A Real Stinky Locker Room!

Organizational culture Respect Teamwork


Key Point: You’ve likely heard about the bullying by Miami Dolphins football player Richie Incognito against someone who is supposed to be a teammate, fellow lineman Jonathan Martin. Incognito was allegedly so abusive that Martin walked out on the team, apparently overwhelmed and fed up by the continuous harassment . And journalistic research concludes that this is a repeat pattern of behavior for Incognito (see the timeline here). The locker room buzz was that Martin, a Stanford grad, was considered by both coaches and other players as less gung-ho than desired. His nickname was “Big Weirdo.” This somehow became license for Incognito, blindly encouraged by management, to exercise the motivational technique of bullying, including but not limited to leaving “inspirational” voicemails for Martin with repulsive name calling, including the “N word” to fire him up. Frankly, I find this situation disgusting and a failure in leadership at every level.

I’ve seen this in action myself. I played college football and in one year saw the locker room transition from positive leadership based on respect and good natured fun, to one dominated by mean spirited pranks and bullying. The cool guys in the constructive locker room demanded collegial respect and led by positive example. The so-called cool guys in the dysfunctional locker room fueled an atmosphere of fear and intimidation. What happened? In both cases the best players were the leaders establishing the locker room culture and the coaches knew it. The fact is that no one wants to really get on the bad side of negative leaders who like to roam locker rooms, hallways and offices like delinquent bull elephants. However, the time is right to open up the dialogue on this totally reprehensible behavior in schools and/or the workplace.

Incognito may be a decent football player but he is a lousy behaving human on the matter involving Martin. Today I’ve heard on sports talk shows some ridiculous rationalization for condoning his behavior. Some are even blaming Martin for being weak and not standing up to fight the bully. The real sad aspect is that Martin shouldn’t have to fight Incognito to be a real “man.” The leadership culture should be strong enough to recognize, stop and remove any behavior that disrespects another person. Anything attacking people is flat out wrong. And if harmful disrespectful behavior is coming from talented people, that is irrelevant. Bad behavior is bad behavior, regardless of the source. Disrespectful people must change behavior or leave the group. Abuse is so insidiously destructive that the team will ultimately lose.

Already, stories are emerging how veterans on the Dolphins team force young players to pay for extravagant meals etc, running up restaurant tabs in the 10s of thousands of dollars, just to show who is “boss.” Some of this is condoned.

Former Jets linebacker Bart Scott tells ESPN radio, “I saw some reports about some of the big bills that some of the rookies get. You do that one time… Then for the rest of your career, it’s going to be done for you… I’ve never heard of a dude like this, ever.”

Keep in mind, Martin was no longer a rookie. The bullying will likely continue to escalate until it is finally weeded out. If I was the owner of the Dolphins, I would fire both the coach and general manger for being culpable, ignorant, or both. It’s no excuse they didn’t know what was going on. Their leadership responsibility is to “know.”

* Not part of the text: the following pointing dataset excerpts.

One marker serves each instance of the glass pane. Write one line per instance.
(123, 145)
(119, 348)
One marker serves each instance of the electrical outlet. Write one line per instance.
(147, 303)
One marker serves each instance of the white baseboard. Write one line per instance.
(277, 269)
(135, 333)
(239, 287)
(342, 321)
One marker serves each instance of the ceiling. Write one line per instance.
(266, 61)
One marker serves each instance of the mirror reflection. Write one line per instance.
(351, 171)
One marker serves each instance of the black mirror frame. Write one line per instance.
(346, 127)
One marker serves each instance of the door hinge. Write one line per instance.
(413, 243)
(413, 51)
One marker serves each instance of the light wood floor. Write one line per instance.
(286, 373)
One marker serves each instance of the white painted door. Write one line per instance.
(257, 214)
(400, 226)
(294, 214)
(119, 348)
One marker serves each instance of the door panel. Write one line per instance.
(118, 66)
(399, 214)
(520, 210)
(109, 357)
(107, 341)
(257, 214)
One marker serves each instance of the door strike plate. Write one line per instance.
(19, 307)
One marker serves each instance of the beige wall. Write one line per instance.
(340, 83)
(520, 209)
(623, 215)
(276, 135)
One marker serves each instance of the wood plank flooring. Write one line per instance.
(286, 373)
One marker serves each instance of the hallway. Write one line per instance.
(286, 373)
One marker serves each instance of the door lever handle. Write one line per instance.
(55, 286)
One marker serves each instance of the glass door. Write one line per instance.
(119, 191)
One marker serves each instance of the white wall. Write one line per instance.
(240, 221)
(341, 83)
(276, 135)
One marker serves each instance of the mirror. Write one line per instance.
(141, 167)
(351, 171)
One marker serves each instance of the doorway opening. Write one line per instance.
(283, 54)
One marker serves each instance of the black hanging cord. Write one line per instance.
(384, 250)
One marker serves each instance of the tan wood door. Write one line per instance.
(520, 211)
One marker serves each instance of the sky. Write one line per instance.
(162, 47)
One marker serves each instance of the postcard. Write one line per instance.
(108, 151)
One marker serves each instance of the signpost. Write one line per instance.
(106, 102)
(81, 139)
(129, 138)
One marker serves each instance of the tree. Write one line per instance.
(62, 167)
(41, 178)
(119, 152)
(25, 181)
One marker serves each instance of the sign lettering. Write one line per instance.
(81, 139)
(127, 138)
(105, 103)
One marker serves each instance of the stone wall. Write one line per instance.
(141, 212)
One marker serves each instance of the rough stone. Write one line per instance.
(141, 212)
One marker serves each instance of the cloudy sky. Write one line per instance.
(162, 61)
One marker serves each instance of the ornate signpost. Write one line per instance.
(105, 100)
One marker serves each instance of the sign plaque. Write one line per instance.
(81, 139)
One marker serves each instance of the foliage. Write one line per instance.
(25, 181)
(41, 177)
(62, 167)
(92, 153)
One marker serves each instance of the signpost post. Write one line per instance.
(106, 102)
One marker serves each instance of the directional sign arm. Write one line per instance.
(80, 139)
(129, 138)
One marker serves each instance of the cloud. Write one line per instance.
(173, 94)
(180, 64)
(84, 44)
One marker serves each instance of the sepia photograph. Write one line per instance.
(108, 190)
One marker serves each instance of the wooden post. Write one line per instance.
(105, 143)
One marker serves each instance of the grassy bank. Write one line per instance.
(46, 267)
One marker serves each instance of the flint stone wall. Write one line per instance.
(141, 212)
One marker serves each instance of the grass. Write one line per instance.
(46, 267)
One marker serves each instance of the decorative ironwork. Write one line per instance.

Even legendary coach, Mike Ditka tells Sportscenter, “if you see this happening, I don’t know how you can take it. There’s no place for it in sports or anything… I don’t know how this guy got this far in life.”  

Character Moves:

  1. Being good at getting results is no reason to keep on employing selfish, mean spirited, negative people. In the end, as proven by Incognito, these people destroy more than they build. Have the courage whether you are a team member or boss to demand the behavior stop and change.
  2. Expect leaders to demonstrate and insist on respect at every level. If not, they can’t be leaders. Make sure the expectations are clear and people can recognize unacceptable behavior. This is NOT being politically correct. There is a well-framed outline of minimum respect in the workplace. If people aren’t getting results, coach them by understanding, teaching and inspiring. Threatening and abusive motivation does not work in the long run. The respectful thing to do if people don’t get results after reasonable coaching and patience is to fire them, not abuse them.
  3. Be aware of your “locker room” culture. Is it positive, constructive and truly team building oriented? If not, you have a real problem. Have the courage to make the right decision and get rid of this person(s) that are negatively pulling others down. Even if they’re the “best players,” you and the culture will benefit in the long run. Beware of rationalization like… “He may treat other people badly but he gets results.” And even if you’re not the boss, show up and confront disrespectful behavior by anyone.